Appearing on ABC's “This Week” Sunday morning, Treasury Secretary Steven Mnuchin called the impact on the airlines and other travel industries unprecedented. Cruise lines have agreed with the Trump administration to suspend all sailings from the U.S. for 30 days.
Mnuchin indicated that one of the next steps for the federal government is to provide assistance to travel-related industries.
RETAILERS CUTTING BACK: A growing list of retailers are closing stores or limiting their operating hours as customers remain home in an effort to slow the spread of the virus outbreak.
Walmart, the nation’s largest retailer and private employer, said late Saturday it is limiting hours to ensure stores can keep sought-after items such as hand sanitizer in stock.
Beginning Sunday, more than 4,700 Walmart and Neighborhood Market locations in the U.S. will be open from 6 a.m. to 11 pm. until further notice. Most super center stores are typically open 24 hours while some Neighborhood stores are as well.

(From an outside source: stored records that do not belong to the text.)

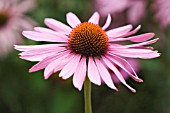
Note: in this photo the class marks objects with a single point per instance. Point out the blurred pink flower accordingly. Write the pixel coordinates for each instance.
(133, 10)
(86, 48)
(133, 62)
(162, 8)
(12, 22)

“I don’t think any of us have been through an experience like this, and we continue to be amazed at what people, whether in the stores or in the supply chain, are doing to make sure customers have what they need,” Dacona Smith, chief operating officer, said in a statement.
Other retailers are following Apple and closing their stores, including Urban Outfitters, Everlane and Patagonia.
“This is a critical moment in the world,” Everlane posted on its website. “With the situation evolving very quickly, we must do our part in slowing the spread of COVID-19”. Everlane says it will keep its online operations open, while Patagonia is closing down both its website and stores.
INFECTED EMPLOYEES: Supermarket chain Kroger said two of its employees have tested positive for the COVID-19 virus and are recovering. One was employed at the King Soopers grocery chain in Colorado, and the other at Fred Meyer, a grocery chain in Washington state. Both are subsidiaries of Kroger's.
The company also said it has enacted an emergency leave policy that allows for paid time off for workers diagnosed with the coronavirus and those placed under a mandatory quarantine by a doctor or public health authority.